Ah but for the infinite regress of a mental intent...

 “A cholecystectomy is a cholecystectomy!” he stated with a smirk. “Fair enough,” I replied, “but each individual is different and each gall bladder therefore is different. You might find one gallbladder fixed from chronic inflammation to other tissues, another might be filled with stones, still another might have a nidus of gall bladder cancer in it stuck to the liver and so on, how can one know how to deal with all those contingencies?” He remained quiet for a moment and then not to be held down with a technicality suggested, “when you go in (operate) that is when you find the problem and you deal with what you find. The procedure of going in is the same!” This young Turk had a lot to learn and maybe he would in due course of his residency, only time would tell.

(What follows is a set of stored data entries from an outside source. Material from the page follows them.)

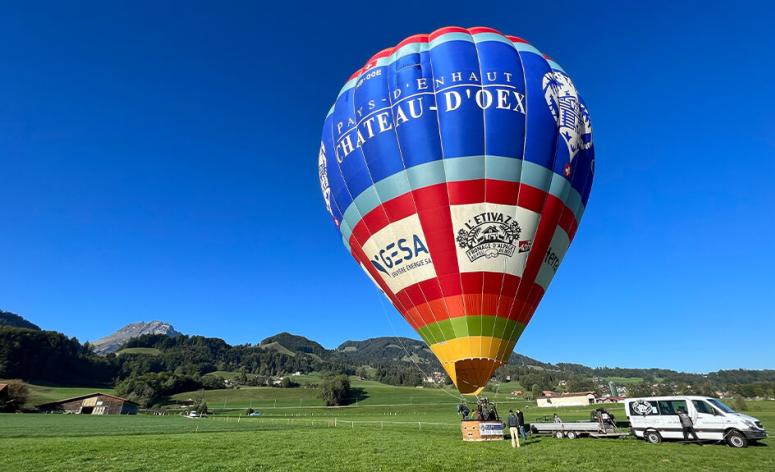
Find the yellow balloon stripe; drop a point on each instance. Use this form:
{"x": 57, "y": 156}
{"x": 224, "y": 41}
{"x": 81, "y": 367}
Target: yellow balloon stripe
{"x": 471, "y": 360}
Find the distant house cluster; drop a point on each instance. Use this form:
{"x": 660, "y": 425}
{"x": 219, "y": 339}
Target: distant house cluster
{"x": 549, "y": 398}
{"x": 93, "y": 404}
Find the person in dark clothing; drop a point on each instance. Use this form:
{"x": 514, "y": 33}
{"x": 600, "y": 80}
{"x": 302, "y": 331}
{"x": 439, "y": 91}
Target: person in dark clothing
{"x": 687, "y": 425}
{"x": 521, "y": 424}
{"x": 513, "y": 424}
{"x": 479, "y": 416}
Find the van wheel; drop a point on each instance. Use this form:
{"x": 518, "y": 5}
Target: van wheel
{"x": 653, "y": 437}
{"x": 736, "y": 439}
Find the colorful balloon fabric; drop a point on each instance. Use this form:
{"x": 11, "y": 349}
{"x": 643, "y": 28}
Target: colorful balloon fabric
{"x": 457, "y": 166}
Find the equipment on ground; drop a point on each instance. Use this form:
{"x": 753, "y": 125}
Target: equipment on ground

The sulking violet meanwhile quietly listened to the exchange and the cloud over her head seemed to darken. I asked her what was bothering her and she replied, “I wouldn't know what to do!” she said haltingly in veiled terror. “What do you mean?” I asked. “In the ER for instant a patient with abdominal pain, you cannot open the text book to look through all the differential diagnoses, how would one go about determining the diagnosis and the right treatment?” Ah, I thought from the bullish to the bearish the entire spectrum was covered here. “That is why you have the residency program to help you sort out the problems. It gives you the confidence based on the knowledge you accumulate from your peers, experienced nurses and attending physicians. That is the purpose for the residency, to help put the didactic into the practical format. Medicine is difficult both in the expanse of its knowledge-base and in its practice. The sorting and weeding out of what is right and wrong, is done early on in the residency to help gain confidence in one’s ability and in proper management of a patient’s illness when you embark on the life-long journey of being a doctor.” That might have sounded pompous, but it had the elements of truth in it. She sighed unconvinced and her head went back into the thoughtful repose. She would benefit from the experience of the residency “baptism under fire!” I thought. They had no idea what kind of an immediate future they were up against. Yet it would come and readiness was all they needed.

The night ended with laughter and fun. As we closed the door behind our departing guests, it struck me how arduous a path it is to becoming a doctor. All these graduates had their hopes and dreams, some had the arrogance of youth and others the timidity and fear of the unknown. Graduation from a medical school is only the first step towards the learning process. Residency is an important bridge between what one knows and how it is utilized. But learning goes on for the lifetime of a physician!

The recent legislation passed in Missouri to cover for the physician shortage is a bit discomfiting. Not only does it speak volumes about the expert policy makers but it broadcasts the potential future. What kind of impact would it have upon the actions of the “fearless” and the “timid” without supervision and their behavioral impact on patient care?

Maybe it will all work out. But in medicine, a lot of maybes can lead to a lot of oops!


  1. Well, I believe people have their own choices and refereance when it comes to profession as well as where they want to use their professional skills and sometime self satisfaction is more important than earning a big money. However, it was an interesting post.